La presse nous a appris l’éviction de l’actuel patron du Grand Paris express. Cette éviction répond-elle à des manquements, des dysfonctionnements, à de lourdes incompréhensions ? Apparemment non. Le projet du nouveau réseau de métro reliant nos banlieues n’a jamais été aussi fiabilisé. Le programme de levée obligataire est une réussite et permet de sécuriser le financement, y compris les futurs aléas, sans retourner vers le parlement. Les délais sur les marchés de travaux sont respectés, malgré la crise sanitaire que nous subissons. La confiance est là avec les entreprises. Celle essentielle avec les équipes de l’entreprise également. Les comités de ligne associent l’ensemble des partenaires locaux dans des échanges constructifs.

Antoine Valbon. © Ville hybride

Dans ce contexte positif pour le Grand Paris express, doit-on être inquiet de ce changement de pilotage ? Le choix fait en 2018 par le Premier ministre de recruter un ingénieur des Ponts n’était pas anodin. Ce dernier multiplie les expériences professionnelles opérationnelles en lien direct avec ses compétences techniques. La réussite d’un projet tel que le Grand Paris express nécessite une décision et un cadrage politique assumé et clair. C’est la force de la loi du 3 juin 2010 qui crée une société de projet dédiée pour conduire le chantier avec son propre mode de financement, la Société du Grand Paris.
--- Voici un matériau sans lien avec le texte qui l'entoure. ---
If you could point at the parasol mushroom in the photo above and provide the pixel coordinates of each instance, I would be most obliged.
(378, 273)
La réussite nécessite ensuite un pilotage technique à la hauteur des enjeux complexes qui sont posés. Il s’agit d’un des plus gros chantiers que notre pays ait connu qui de toute évidence recouvre des milliers de difficultés techniques, juridiques, opérationnelles à régler quotidiennement. Sa réussite ne peut pas être soumise à des aléas politiques. Car les pressions sont continues et inévitables. Elles ne sont pas forcément locales. Elles peuvent venir de l’État lui-même qui, par exemple, faisait encore pression récemment pour que la Société du Grand Paris assure le financement de la gare devant desservir le terminal 4 de l’aéroport de Roissy, non prévu au Grand Paris express.

Dans ce contexte, le choix de remplacer le patron de la Société du Grand Paris par un haut fonctionnaire très politique issu de l’ENA, proche de Matignon, quelles que soient ses qualités, aura des conséquences inévitables sur le bon déroulement du projet.

 

* Grand-Orly Seine Bièvre est concerné par les lignes 14 sud, 15 sud, 18 et la réalisation de dix gares.